Why Multicultural Marketing Needs Machine Learning and Facial Tracking - 8 minutes read

Why Multicultural Marketing Needs Machine Learning and Facial Tracking

Marketers in 2019 will find it hard to be successful without understanding the cultural transformation that’s happening in this country. Between 2012 and 2017, the US multicultural population – Hispanics, African Americans, and Asian Americans – grew to 11.7 million people. Notably, these groups are younger and growing at a faster rate than their White counterparts. This makes multicultural marketing an essential component of all advertising campaigns.

Yet, even the most seasoned and “culturally woke” brands can have trouble navigating this cultural transformation and shifts in consumer behavior.

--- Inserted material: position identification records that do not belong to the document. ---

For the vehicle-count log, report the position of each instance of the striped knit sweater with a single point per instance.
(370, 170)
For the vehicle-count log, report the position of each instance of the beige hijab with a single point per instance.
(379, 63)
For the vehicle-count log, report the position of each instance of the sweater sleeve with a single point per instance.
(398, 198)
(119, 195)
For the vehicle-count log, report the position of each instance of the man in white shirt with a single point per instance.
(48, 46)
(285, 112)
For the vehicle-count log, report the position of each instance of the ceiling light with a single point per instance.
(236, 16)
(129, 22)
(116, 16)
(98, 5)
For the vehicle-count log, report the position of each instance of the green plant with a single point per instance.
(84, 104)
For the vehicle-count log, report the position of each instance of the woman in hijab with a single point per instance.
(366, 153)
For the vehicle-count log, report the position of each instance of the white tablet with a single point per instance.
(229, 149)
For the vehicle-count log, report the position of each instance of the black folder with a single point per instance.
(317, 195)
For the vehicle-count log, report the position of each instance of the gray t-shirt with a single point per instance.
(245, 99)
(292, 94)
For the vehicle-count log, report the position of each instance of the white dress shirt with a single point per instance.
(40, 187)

Furthermore, for the first time ever, more than half of kids now belong to ethnic majorities. Generation Z is the largest generation in American history. They are only 52% White, are spending their own money, and some are starting families.

A diverse, rich and multicultural world is already here and all around us. We’ve seen Spanish language ads at the Oscars, the success of ‘Crazy Rich Asians’ and Farewell, and African American television programming like ‘Insecure’ and ‘Blackish.’

Successful marketers will shift how their brands target new audiences. Understanding these changes is at the core of what we’re doing at Collage Group. Our AdRate technology uses facial tracking technology, machine learning, and sentiment analysis to help brands understand culture and generations by studying how brand advertising content resonates with key demographics. Marketers are already utilizing AI and brands are undertaking multicultural marketing efforts. This is the next logical step.

Our surveying technology ranks ads on two metrics that overcome the limitations of conventional brand favorability.  Called Groundswell and Backlash, these metrics measure the percentage of the sample “flipping” their perception of a brand from negative to positive or vice versa. Groundswell is when viewers switch from a negative view of a brand to a positive one. In Backlash, the exact opposite takes place.

Facial tracking is not a new concept in multicultural marketing – but it is given new life when paired with machine learning and sentiment analysis and applied to segments that have for too long been ignored by marketing organizations. With these tools, our industry can improve prediction of audience emotions as they relate to purchase intent, ad impact, and desired outcome.

Our research is finding a deep disconnect between brands and multicultural audiences. Consumers are now critical of brands and don’t like how they’re being represented: 64% of Asian, 64% of African Americans, and 52% of Hispanics  are unhappy with portrayals of their ethnic group in entertainment.

What’s more, seemingly harmless content is having the opposite effect than intended. For example, the Colgate ad ‘Close Talker’did remarkably badly with Asian American audiences; our facial tracking technology showed a big spike in anger among this group during the “Mr Lee” scene. Any marketer would agree that it’s deeply problematic for any element of a brand’s content to invoke such strong negative emotion.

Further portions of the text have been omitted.